1. This proposal does not involve disjoint matching. The disjoint
   matching provision is unchanged by the proposal. Rather, it further
   restricts where certain assertion values may match.

2. This obeys the restriction of X.501 8.8.5. If a substring
   is plucked out of the original attribute value and compared with
   any assertion value, it will match exactly as provided for by
   the equality matching rule. In particular, if <x> and <y> are
   attribute values whose prepared values are identical (i.e., they
   are equal under the equality matching rule), and <z> is any
   assertion value (consisting of an order sequence of <initial>,
   <any> and <final> strings), then <z> will match <x> if and only
   if <z> matches <y>.

3. The proposal produces the same results as the status quo if no
   string in the assertion value begins or ends with a space. In
   no circumstance does it produce a match which would not be
   produced by the status quo; consequently, it is a strict subset.

4. The proposal produces the same results as the [two-space]
   proposal if no string in the assertion value is empty or consists
   only of spaces.

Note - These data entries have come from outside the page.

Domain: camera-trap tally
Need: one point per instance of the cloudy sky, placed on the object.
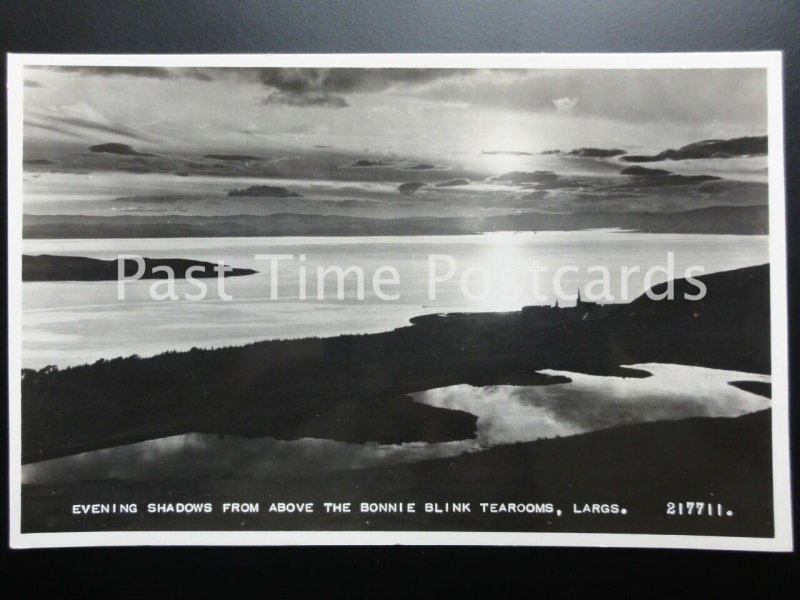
(415, 112)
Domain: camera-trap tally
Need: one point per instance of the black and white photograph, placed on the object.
(505, 299)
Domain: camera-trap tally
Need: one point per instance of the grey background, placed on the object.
(245, 26)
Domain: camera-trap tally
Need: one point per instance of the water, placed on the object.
(70, 323)
(506, 414)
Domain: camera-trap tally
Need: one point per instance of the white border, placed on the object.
(780, 403)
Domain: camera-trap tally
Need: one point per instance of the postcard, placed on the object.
(398, 299)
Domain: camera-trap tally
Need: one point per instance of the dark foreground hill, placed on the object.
(48, 267)
(634, 475)
(354, 388)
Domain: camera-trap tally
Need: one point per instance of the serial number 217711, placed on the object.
(698, 509)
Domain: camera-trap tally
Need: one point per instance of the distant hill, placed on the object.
(743, 220)
(354, 388)
(744, 146)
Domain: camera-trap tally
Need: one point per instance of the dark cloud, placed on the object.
(121, 149)
(348, 81)
(327, 87)
(95, 126)
(303, 100)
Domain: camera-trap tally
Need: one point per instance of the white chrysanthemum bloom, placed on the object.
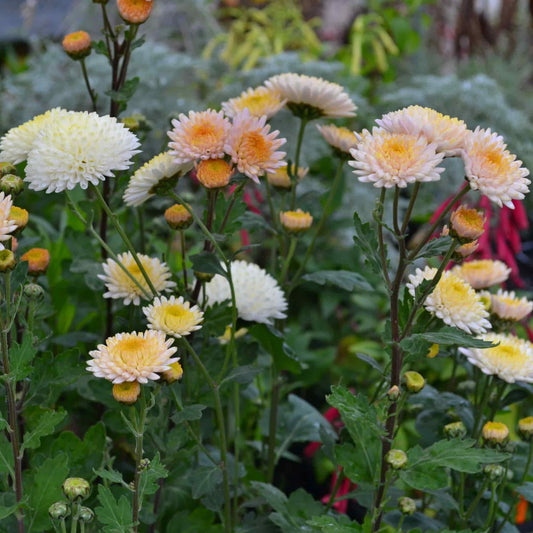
(511, 360)
(174, 316)
(201, 135)
(492, 170)
(133, 357)
(259, 101)
(7, 226)
(312, 97)
(16, 144)
(482, 273)
(121, 287)
(78, 148)
(453, 300)
(446, 132)
(507, 306)
(143, 183)
(252, 146)
(258, 296)
(394, 160)
(341, 139)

There is a proof of this which involves colouring
   initial assertion spaces green, final assertion spaces red, and
   the two-space internal sequence (red, green) and then observing
   that spaces will only match if their colours are the same, except
   for cases involving assertion and attribute values consisting
   entirely of spaces.

5. As with the status quo, the assertion value (*foo* *bar*) will
   match an attribute value where a word [Note 3] containing "foo"
   precedes a word containing "bar". It will not match "foobar".
   Furthermore, the assertion value (at=*foo* * *bar*) will match
   where there is at least one intervening word, the assertion value
   *foo* * * *bar* will match where there are at least two
   intervening words, and so on. The presence or absence of initial/
   final spaces in the strings in the assertion value does not change
   the semantics, except to restrict the position of the assertion
   strings in the words of the attribute value.

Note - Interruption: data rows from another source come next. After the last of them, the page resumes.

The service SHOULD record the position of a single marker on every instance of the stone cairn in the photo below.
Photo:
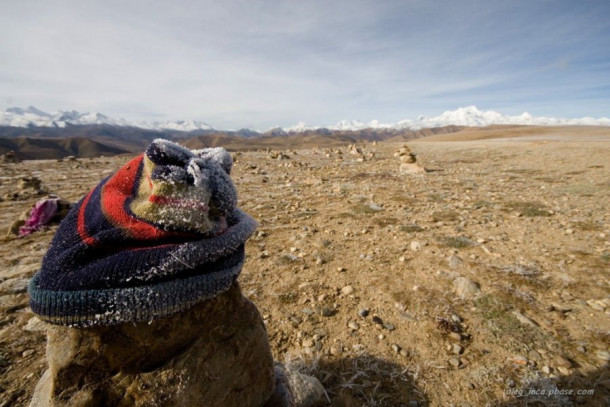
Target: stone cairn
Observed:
(408, 161)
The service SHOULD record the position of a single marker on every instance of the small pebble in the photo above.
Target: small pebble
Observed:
(455, 362)
(326, 312)
(602, 355)
(389, 326)
(307, 343)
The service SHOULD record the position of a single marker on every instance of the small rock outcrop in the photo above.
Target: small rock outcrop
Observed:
(408, 161)
(215, 354)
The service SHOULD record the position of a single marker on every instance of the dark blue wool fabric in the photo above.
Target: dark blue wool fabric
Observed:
(107, 265)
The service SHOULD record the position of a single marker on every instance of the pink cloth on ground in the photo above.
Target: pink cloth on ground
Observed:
(41, 215)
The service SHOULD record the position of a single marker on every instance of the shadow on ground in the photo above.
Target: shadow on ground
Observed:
(366, 380)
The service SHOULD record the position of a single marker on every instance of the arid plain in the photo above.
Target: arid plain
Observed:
(484, 281)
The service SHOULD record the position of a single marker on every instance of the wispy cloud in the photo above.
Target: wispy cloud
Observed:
(258, 64)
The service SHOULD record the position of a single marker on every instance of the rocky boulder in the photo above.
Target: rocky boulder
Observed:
(214, 354)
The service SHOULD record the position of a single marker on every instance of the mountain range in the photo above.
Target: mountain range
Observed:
(468, 116)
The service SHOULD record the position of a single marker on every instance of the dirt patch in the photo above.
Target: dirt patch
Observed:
(353, 270)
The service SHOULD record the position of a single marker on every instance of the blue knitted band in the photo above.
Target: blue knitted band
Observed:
(131, 304)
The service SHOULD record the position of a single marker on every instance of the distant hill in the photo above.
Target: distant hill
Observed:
(95, 140)
(30, 148)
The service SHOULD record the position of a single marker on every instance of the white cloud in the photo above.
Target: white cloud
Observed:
(244, 63)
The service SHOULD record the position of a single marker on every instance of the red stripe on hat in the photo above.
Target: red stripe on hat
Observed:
(115, 194)
(80, 224)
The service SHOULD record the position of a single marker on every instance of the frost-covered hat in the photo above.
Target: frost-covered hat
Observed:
(158, 236)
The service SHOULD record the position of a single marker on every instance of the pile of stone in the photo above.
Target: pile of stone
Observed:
(361, 154)
(277, 155)
(408, 161)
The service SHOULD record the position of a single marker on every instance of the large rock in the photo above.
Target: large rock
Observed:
(214, 354)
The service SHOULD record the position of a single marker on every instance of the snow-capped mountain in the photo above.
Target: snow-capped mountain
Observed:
(32, 117)
(464, 116)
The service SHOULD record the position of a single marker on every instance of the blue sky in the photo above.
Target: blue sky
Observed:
(259, 64)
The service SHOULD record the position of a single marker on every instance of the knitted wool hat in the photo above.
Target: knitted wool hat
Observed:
(158, 236)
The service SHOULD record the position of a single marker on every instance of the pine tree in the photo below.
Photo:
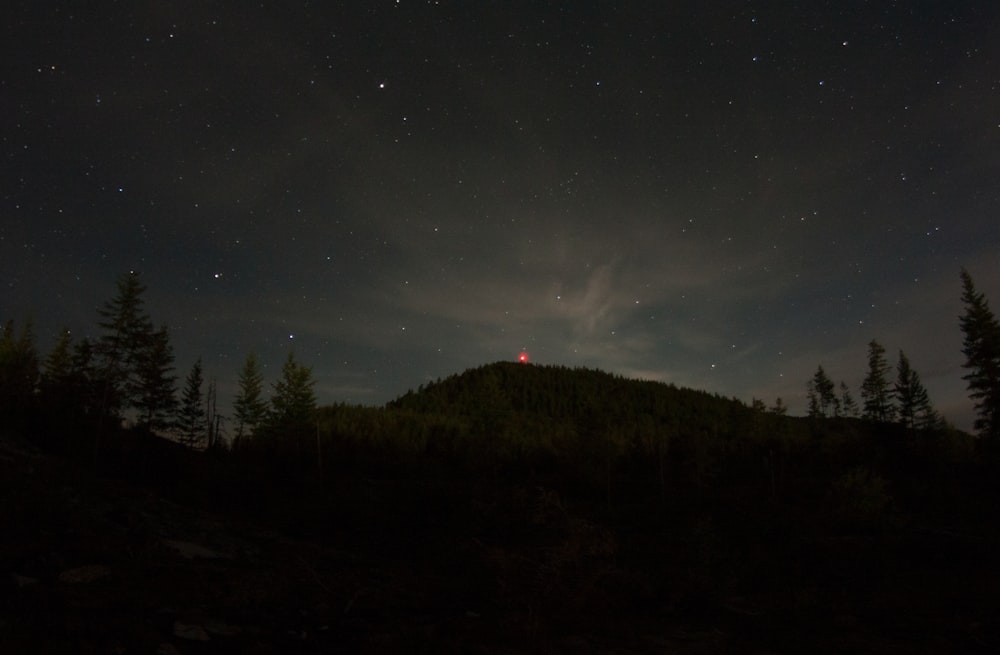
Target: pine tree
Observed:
(848, 406)
(127, 332)
(249, 407)
(875, 391)
(821, 395)
(293, 401)
(190, 422)
(156, 386)
(57, 388)
(913, 404)
(981, 347)
(779, 407)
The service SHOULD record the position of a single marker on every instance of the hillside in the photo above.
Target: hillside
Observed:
(509, 508)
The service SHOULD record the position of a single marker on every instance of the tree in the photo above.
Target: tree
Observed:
(779, 407)
(981, 347)
(190, 422)
(848, 406)
(875, 392)
(127, 332)
(156, 386)
(820, 393)
(293, 401)
(913, 404)
(249, 407)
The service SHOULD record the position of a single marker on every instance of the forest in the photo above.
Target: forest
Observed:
(564, 500)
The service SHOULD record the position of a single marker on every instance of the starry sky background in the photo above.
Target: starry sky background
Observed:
(722, 195)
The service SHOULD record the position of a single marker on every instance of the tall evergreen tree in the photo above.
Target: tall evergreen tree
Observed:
(191, 413)
(156, 385)
(822, 400)
(981, 347)
(848, 406)
(56, 386)
(876, 394)
(293, 401)
(127, 332)
(249, 407)
(912, 402)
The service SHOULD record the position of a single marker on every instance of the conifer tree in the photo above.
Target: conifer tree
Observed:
(293, 400)
(191, 414)
(876, 394)
(779, 407)
(981, 347)
(127, 331)
(57, 388)
(912, 402)
(249, 407)
(156, 386)
(848, 406)
(822, 399)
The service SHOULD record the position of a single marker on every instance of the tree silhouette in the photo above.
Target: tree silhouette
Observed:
(876, 394)
(191, 414)
(848, 406)
(913, 404)
(293, 401)
(981, 347)
(127, 332)
(249, 407)
(820, 392)
(155, 399)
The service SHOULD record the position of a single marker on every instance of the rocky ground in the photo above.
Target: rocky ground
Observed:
(92, 565)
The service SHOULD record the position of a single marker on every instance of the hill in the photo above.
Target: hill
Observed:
(509, 508)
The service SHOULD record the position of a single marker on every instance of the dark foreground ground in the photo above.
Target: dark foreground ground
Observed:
(97, 565)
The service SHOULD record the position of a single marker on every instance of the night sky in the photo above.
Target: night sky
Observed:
(722, 195)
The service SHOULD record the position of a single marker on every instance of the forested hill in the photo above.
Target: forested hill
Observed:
(503, 392)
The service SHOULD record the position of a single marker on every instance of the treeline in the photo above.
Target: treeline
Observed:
(903, 399)
(599, 427)
(124, 381)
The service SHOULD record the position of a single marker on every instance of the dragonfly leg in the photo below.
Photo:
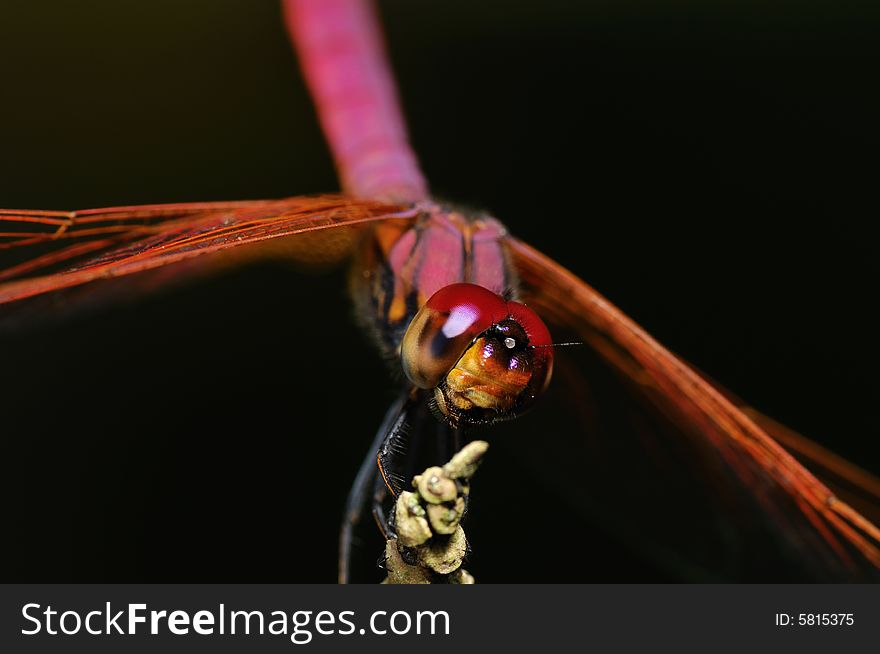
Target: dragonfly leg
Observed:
(393, 423)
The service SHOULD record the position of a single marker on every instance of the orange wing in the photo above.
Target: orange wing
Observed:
(51, 250)
(834, 539)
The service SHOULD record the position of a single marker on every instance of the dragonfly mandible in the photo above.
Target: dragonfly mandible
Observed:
(157, 236)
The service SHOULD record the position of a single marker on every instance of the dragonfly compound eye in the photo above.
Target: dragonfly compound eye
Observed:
(486, 359)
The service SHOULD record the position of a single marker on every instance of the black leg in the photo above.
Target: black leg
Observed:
(392, 423)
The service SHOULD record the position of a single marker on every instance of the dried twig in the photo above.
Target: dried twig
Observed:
(430, 544)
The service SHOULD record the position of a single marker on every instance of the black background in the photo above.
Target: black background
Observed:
(710, 169)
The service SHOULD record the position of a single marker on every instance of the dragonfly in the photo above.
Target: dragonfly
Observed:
(387, 209)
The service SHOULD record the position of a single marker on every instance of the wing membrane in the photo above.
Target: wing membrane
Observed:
(835, 539)
(106, 243)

6. The [two-space] proposal exhibits much more complex behaviour.
   (at=*foo* *bar*) will match as above, but (at=*foo* * *bar*)
   matches exactly the same set of attribute values; *foo* * * *bar*
   is necessary to require an intervening word. However, if "foo"
   is changed to "foo " or "bar" is changed to " bar", this changes:
   now, two " " strings are sufficient to require an intervening word.
   If both attribute values are changed, then one " " string is
   sufficient to require an intervening word, and three are sufficient
   to require two intervening words. I argue that this behaviour is
   more complex and less intuitive than either the status quo or
   my proposal.

[Note 1]: I did not repeat my observations about spaces immediately
followed by Unicode combining characters, but it does seem clear
that these need to be handled differently, as is made clear in
strprep. As I said earlier, the simplest solution is probably to
change such characters to U+00A0 following the prohibition step
and prior to the insignificant space removal step.

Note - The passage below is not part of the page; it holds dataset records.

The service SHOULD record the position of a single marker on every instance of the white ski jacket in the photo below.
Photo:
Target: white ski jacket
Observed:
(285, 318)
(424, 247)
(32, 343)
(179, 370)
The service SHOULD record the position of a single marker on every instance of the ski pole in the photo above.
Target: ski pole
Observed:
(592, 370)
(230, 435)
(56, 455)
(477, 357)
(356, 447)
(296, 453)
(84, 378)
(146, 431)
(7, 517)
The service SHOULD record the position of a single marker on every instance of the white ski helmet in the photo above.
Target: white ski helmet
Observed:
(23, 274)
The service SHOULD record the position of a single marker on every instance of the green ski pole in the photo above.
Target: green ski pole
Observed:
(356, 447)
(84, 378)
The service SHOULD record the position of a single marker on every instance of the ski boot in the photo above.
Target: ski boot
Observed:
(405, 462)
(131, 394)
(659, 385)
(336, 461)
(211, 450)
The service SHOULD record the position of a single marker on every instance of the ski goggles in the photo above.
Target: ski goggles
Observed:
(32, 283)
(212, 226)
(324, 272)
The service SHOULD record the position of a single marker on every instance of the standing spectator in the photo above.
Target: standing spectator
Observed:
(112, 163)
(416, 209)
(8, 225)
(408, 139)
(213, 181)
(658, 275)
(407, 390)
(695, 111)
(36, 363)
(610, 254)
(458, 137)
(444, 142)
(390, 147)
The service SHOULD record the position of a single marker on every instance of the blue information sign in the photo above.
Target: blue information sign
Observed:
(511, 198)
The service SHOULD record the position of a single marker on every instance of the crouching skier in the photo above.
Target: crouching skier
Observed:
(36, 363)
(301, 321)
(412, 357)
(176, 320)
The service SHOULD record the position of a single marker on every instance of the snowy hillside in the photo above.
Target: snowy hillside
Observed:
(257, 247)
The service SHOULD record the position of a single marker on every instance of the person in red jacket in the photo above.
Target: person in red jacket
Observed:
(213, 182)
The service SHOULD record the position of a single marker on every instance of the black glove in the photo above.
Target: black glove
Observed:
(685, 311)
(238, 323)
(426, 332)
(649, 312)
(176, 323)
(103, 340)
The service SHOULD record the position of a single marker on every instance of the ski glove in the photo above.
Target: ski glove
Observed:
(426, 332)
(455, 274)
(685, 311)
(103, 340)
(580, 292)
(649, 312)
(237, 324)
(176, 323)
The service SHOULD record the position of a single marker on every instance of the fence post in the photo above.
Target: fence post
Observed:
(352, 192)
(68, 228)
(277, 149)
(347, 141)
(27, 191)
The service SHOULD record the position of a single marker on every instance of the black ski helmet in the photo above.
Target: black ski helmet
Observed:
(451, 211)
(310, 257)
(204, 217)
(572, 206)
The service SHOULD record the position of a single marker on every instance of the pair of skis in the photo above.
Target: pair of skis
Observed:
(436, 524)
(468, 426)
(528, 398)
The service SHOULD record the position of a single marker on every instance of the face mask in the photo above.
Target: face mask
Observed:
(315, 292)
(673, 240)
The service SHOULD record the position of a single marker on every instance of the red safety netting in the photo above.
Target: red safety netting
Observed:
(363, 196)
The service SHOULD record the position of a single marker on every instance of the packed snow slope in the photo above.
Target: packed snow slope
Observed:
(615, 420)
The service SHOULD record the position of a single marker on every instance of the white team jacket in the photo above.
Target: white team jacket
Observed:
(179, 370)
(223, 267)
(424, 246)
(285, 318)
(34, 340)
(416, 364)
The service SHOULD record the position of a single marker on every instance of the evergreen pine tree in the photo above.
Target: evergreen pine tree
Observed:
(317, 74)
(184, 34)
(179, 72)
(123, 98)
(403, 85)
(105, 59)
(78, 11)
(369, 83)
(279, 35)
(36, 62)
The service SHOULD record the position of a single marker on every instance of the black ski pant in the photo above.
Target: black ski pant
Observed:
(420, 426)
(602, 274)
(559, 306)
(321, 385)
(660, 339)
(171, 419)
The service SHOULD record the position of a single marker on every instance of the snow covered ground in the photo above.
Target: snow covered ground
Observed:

[Note 2]: It is not clear to me how you would specify an empty
string as an <initial> or <final> string in a substring match. Or,
alternatively, how you would specify the absence of an <initial>
or <final> string. (In the filter syntax, I mean -- it is clear
how to do it in the protocol.)

[Note 3]: I use the word "word" here to mean any sequence of
characters not including a space (other than a space which starts
a combining sequence, as above). There are other, possibly more
useful and certainly less simple, definitions of what a word is,
but in many cases this definition will prove adequate.